What does it mean to be in the world? Is it having a body? Using it? Is it about response or engagement, leaving evidence of yourself? . . . But she meant something else—to have no location, to have no containing body at all.

And that is a key issue in the book––the epistemological and somatic act of being. Mathematical considerations, references, and revelations are abundant in the book, but readers can be equally at home in references to Giordano Bruno or Gertrude Stein. You don’t need to be a mathematician to access the narratives or be affected by the characters—anymore than you don’t need to be a composer to enjoy music. Krumrie’s absorbing debut, Math Class, is to some degree a bildungsroman, though the characters are already extraordinarily intelligent and self-aware; growth tends to take the form of addition through subtraction—the loss of limbs, eyesight, weight, certainty; and time is multi-dimensional and nonlinear, perhaps even circular or circuitous. Characters like Lucy, Tessa, Ana, and others are certainly not lacking, but Jo is the centrifugal force of the book, which may account for why her character made the strongest and deepest impression on me. Jo’s thinking may be causal, but the connections are not obvious and in the sections where Jo is absent, much like her friends, I found myself waiting for her return. When she does return to school, she faces new—and entirely practical—difficulties, like learning how to navigate space with prosthetics. Her proposed solutions, much like Krumrie’s book as a whole, are singular and distinctive: “Her locker combination is out of reach. What if she transformed into the mechanism itself?”
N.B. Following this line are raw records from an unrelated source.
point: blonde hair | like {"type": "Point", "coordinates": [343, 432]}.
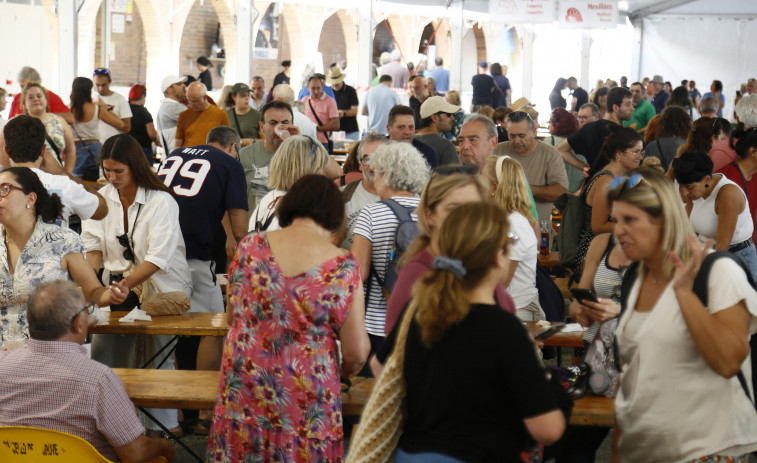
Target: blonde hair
{"type": "Point", "coordinates": [434, 192]}
{"type": "Point", "coordinates": [29, 86]}
{"type": "Point", "coordinates": [656, 195]}
{"type": "Point", "coordinates": [472, 233]}
{"type": "Point", "coordinates": [512, 185]}
{"type": "Point", "coordinates": [296, 157]}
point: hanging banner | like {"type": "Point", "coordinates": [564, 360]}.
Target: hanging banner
{"type": "Point", "coordinates": [588, 15]}
{"type": "Point", "coordinates": [522, 11]}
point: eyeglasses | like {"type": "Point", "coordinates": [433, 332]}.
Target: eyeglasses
{"type": "Point", "coordinates": [123, 240]}
{"type": "Point", "coordinates": [89, 308]}
{"type": "Point", "coordinates": [6, 188]}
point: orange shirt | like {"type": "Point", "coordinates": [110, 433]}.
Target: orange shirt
{"type": "Point", "coordinates": [193, 126]}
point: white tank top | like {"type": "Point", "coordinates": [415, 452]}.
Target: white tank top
{"type": "Point", "coordinates": [705, 220]}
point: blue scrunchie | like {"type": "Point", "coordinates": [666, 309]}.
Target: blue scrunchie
{"type": "Point", "coordinates": [453, 265]}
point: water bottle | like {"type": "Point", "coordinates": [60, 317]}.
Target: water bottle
{"type": "Point", "coordinates": [544, 225]}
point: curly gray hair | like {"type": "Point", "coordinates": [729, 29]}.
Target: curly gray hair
{"type": "Point", "coordinates": [402, 167]}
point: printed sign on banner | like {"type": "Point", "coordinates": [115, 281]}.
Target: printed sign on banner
{"type": "Point", "coordinates": [522, 11]}
{"type": "Point", "coordinates": [588, 15]}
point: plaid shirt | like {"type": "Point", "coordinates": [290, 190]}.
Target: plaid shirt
{"type": "Point", "coordinates": [54, 385]}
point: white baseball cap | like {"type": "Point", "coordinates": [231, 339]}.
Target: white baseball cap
{"type": "Point", "coordinates": [170, 80]}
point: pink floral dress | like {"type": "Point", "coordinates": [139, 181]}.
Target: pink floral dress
{"type": "Point", "coordinates": [279, 397]}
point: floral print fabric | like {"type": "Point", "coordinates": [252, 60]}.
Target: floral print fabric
{"type": "Point", "coordinates": [279, 396]}
{"type": "Point", "coordinates": [41, 260]}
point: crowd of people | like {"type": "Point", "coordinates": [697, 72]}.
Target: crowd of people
{"type": "Point", "coordinates": [422, 248]}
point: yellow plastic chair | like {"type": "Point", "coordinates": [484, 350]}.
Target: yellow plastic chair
{"type": "Point", "coordinates": [21, 444]}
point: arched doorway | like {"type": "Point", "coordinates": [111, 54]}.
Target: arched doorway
{"type": "Point", "coordinates": [128, 52]}
{"type": "Point", "coordinates": [202, 36]}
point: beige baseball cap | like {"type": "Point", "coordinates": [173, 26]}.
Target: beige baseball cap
{"type": "Point", "coordinates": [437, 104]}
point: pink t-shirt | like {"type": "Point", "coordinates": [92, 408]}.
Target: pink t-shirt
{"type": "Point", "coordinates": [325, 107]}
{"type": "Point", "coordinates": [412, 272]}
{"type": "Point", "coordinates": [722, 154]}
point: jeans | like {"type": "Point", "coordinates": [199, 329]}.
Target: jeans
{"type": "Point", "coordinates": [424, 457]}
{"type": "Point", "coordinates": [749, 255]}
{"type": "Point", "coordinates": [84, 158]}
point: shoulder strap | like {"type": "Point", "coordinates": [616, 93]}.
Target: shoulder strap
{"type": "Point", "coordinates": [54, 147]}
{"type": "Point", "coordinates": [236, 120]}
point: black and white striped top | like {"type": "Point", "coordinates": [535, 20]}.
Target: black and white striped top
{"type": "Point", "coordinates": [378, 224]}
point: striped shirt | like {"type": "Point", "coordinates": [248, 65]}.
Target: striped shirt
{"type": "Point", "coordinates": [54, 385]}
{"type": "Point", "coordinates": [378, 224]}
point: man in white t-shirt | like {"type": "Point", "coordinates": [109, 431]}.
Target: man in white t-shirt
{"type": "Point", "coordinates": [361, 193]}
{"type": "Point", "coordinates": [285, 93]}
{"type": "Point", "coordinates": [174, 90]}
{"type": "Point", "coordinates": [25, 145]}
{"type": "Point", "coordinates": [115, 102]}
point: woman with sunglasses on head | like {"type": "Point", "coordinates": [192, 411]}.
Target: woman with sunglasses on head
{"type": "Point", "coordinates": [295, 158]}
{"type": "Point", "coordinates": [138, 243]}
{"type": "Point", "coordinates": [679, 399]}
{"type": "Point", "coordinates": [34, 250]}
{"type": "Point", "coordinates": [718, 208]}
{"type": "Point", "coordinates": [86, 127]}
{"type": "Point", "coordinates": [501, 404]}
{"type": "Point", "coordinates": [622, 151]}
{"type": "Point", "coordinates": [510, 191]}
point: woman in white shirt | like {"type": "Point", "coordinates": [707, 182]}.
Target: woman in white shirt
{"type": "Point", "coordinates": [718, 208]}
{"type": "Point", "coordinates": [138, 242]}
{"type": "Point", "coordinates": [679, 399]}
{"type": "Point", "coordinates": [510, 191]}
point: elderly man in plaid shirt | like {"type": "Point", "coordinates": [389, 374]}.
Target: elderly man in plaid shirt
{"type": "Point", "coordinates": [51, 383]}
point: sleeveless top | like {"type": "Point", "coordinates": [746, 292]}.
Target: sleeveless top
{"type": "Point", "coordinates": [89, 130]}
{"type": "Point", "coordinates": [705, 221]}
{"type": "Point", "coordinates": [54, 130]}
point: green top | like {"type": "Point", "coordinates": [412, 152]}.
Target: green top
{"type": "Point", "coordinates": [255, 160]}
{"type": "Point", "coordinates": [642, 114]}
{"type": "Point", "coordinates": [248, 124]}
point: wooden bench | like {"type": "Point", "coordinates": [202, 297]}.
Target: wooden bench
{"type": "Point", "coordinates": [198, 390]}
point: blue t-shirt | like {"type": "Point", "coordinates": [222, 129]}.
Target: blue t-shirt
{"type": "Point", "coordinates": [441, 78]}
{"type": "Point", "coordinates": [206, 182]}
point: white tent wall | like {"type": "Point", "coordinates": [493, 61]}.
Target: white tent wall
{"type": "Point", "coordinates": [700, 48]}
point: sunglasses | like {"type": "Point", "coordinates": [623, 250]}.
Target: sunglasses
{"type": "Point", "coordinates": [6, 188]}
{"type": "Point", "coordinates": [123, 240]}
{"type": "Point", "coordinates": [89, 308]}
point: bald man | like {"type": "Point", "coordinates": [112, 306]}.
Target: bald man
{"type": "Point", "coordinates": [199, 119]}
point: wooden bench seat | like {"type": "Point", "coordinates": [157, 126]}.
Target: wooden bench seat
{"type": "Point", "coordinates": [198, 390]}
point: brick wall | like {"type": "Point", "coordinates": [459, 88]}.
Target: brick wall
{"type": "Point", "coordinates": [199, 35]}
{"type": "Point", "coordinates": [332, 42]}
{"type": "Point", "coordinates": [128, 65]}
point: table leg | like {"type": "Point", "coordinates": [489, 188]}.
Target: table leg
{"type": "Point", "coordinates": [172, 436]}
{"type": "Point", "coordinates": [175, 338]}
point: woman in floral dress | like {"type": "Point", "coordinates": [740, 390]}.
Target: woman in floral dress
{"type": "Point", "coordinates": [292, 294]}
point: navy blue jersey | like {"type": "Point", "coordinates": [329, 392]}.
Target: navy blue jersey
{"type": "Point", "coordinates": [206, 182]}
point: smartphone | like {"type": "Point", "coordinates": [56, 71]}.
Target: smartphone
{"type": "Point", "coordinates": [584, 294]}
{"type": "Point", "coordinates": [554, 329]}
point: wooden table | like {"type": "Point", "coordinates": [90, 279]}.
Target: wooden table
{"type": "Point", "coordinates": [553, 260]}
{"type": "Point", "coordinates": [573, 339]}
{"type": "Point", "coordinates": [188, 324]}
{"type": "Point", "coordinates": [198, 390]}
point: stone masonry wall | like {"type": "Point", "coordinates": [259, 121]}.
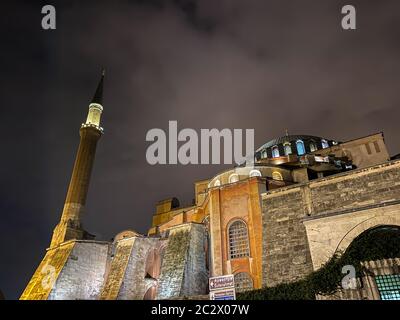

Mark Tardi is a writer, translator, and lecturer on faculty at the University of Łódź. He is a recipient of a 2022 Fellowship in Literary Translation from the National Endowment for the Arts and author of three books, most recently, The Circus of Trust (Dalkey Archive, 2017). Recent work and translations have appeared in Czas Kultury, LIT, Interim, Text Matters, The Scores, Denver Quarterly, The Millions, Circumference, La Piccioletta Barca, Berlin Quarterly, Notre Dame Review and in Italian translation, Rossocorpolingua. His translations of The Squatters’ Gift by Robert Rybicki (Dalkey Archive) and Faith in Strangers by Katarzyna Szaulińska (Toad Press/Veliz Books) were published in 2021.


[1] Those two novels were The Wild Numbers by Philibert Schogt, and Uncle Petros & Goldbach’s Conjecture by Aposotolos Doxiadis. Wallace didn’t have anything complimentary to say about either of them, and Doxiadis apparently neither forgave nor forgot Wallace’s largely negative review of his novel. With Ben Mazur, Doxiadis co-edited a Wallace-esque doorstopper of a collection of essays on the relationship between mathematics narrative called Circles Disturbed, and in the nearly 600 pages of essays, there is not so much as a single reference to one David Foster Wallace. Given the subject matter, it’s surprising, to say the least. Jonathan Franzen is mentioned, however.